The real question, of course, is what Silver Lake – whose other investments include a 10% stake in Manchester City and a significant holding in the Ultimate Fighting Championship – thinks it’s getting for its money beyond a cut of the jersey sales. Private equity has been infiltrating sport on some level for decades, but it’s only really in the last couple of years that the market has begun to bubble, driven not just by Covid but by the increasing willingness of federations and leagues to prostrate themselves.

For a long time, if you wanted to invest in sport, you bought a stake in a club or a team. But clubs come with a downside: often they’re loss-making or laden with debt. Inconveniently, they sometimes lose or get relegated. Sometimes, as certain Premier League clubs have recently discovered, they have fans with strong opinions. Above all they have little influence over their main sources of revenue: the broadcast rights deals that are overwhelmingly struck by leagues, federations and governing bodies. And so in recent years, this is where private equity has trained its sights. Tired of jockeying for position and influence in the league? Buy the league. Make your own rules.

In many ways the game-changer was CVC’s lucrative stewardship of Formula One between 2006 and 2017, during which the sport gradually became less likable, less accessible and yet wildly more profitable. Since then CVC has made significant investments in Premiership Rugby, Pro 14 and the Six Nations. Currently, three of Europe’s big five football leagues – the Bundesliga, Serie A and La Liga – are in discussions with private equity firms over selling various-shaped stakes.
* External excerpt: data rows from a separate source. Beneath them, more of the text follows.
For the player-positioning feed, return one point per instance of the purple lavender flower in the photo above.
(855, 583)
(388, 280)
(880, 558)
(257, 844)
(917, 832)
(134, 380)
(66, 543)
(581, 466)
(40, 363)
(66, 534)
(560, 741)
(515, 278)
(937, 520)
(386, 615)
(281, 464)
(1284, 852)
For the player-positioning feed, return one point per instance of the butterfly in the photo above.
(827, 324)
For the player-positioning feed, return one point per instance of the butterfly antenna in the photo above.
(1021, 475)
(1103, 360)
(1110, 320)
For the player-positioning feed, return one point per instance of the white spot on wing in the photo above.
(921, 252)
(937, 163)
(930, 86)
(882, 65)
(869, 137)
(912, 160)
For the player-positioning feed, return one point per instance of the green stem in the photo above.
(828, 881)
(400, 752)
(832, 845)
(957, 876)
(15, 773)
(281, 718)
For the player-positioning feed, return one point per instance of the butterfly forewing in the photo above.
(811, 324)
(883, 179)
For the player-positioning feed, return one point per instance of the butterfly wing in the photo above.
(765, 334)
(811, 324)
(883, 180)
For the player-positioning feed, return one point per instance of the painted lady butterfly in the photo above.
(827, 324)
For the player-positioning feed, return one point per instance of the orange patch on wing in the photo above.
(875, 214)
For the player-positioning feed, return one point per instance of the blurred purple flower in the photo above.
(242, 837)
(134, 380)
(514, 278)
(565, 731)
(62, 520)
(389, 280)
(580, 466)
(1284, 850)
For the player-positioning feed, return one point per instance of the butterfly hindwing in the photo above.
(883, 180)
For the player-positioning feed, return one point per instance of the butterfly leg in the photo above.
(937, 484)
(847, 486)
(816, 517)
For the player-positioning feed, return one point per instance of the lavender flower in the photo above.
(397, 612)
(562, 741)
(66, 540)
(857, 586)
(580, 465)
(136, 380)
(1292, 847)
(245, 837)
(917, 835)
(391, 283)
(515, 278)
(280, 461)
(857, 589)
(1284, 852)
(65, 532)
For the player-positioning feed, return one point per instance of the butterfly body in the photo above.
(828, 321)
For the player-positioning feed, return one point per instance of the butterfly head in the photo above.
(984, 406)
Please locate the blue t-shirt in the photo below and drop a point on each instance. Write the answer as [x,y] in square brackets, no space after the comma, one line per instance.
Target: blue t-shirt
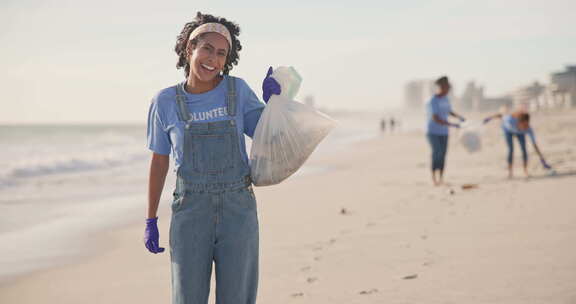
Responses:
[510,124]
[165,129]
[439,105]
And as with NZR, sport’s embrace of private equity is driven as much by long-term existential angst as by short-term cashflow. Here it helps to think of the institutional investor as a sort of soothsayer, promising to navigate your boat through the thick mists of the future. Private equity hears your cry. Private equity feels your pain. Private equity shares your disquiet over the stagnation of traditional media rights and the audiences of the future: these perfidious children with their Twitch and their TikTok and their curious habit of eating detergent pods. But private equity can help. Just sign here, here; here.

If the present feels unsettling enough, then perhaps the real question is what follows: the next move in a game where it has already been established that everything is for sale. The FA has already toyed with selling Wembley to plug its financial black hole. What if a big private equity firm comes and offers to buy the FA Cup? What if it wants the right to choose the England manager, or its seat on Ifab, which sets the laws of football? Could we really be certain a weary, cash-strapped organisation would hold firm? Or that we, the fans and consumers, could do anything to prevent it?

In New Zealand, the resistance has largely been led by the players. But whatever ultimately transpires, the sale of the All Blacks – coming so soon after the attempted European Super League coup – feels like an elemental moment. It is, at its heart, a question of who gets to own sport. Who gets to own our traditions, our memories, our institutions, our passions. It feels, above all, like a moment to wake up.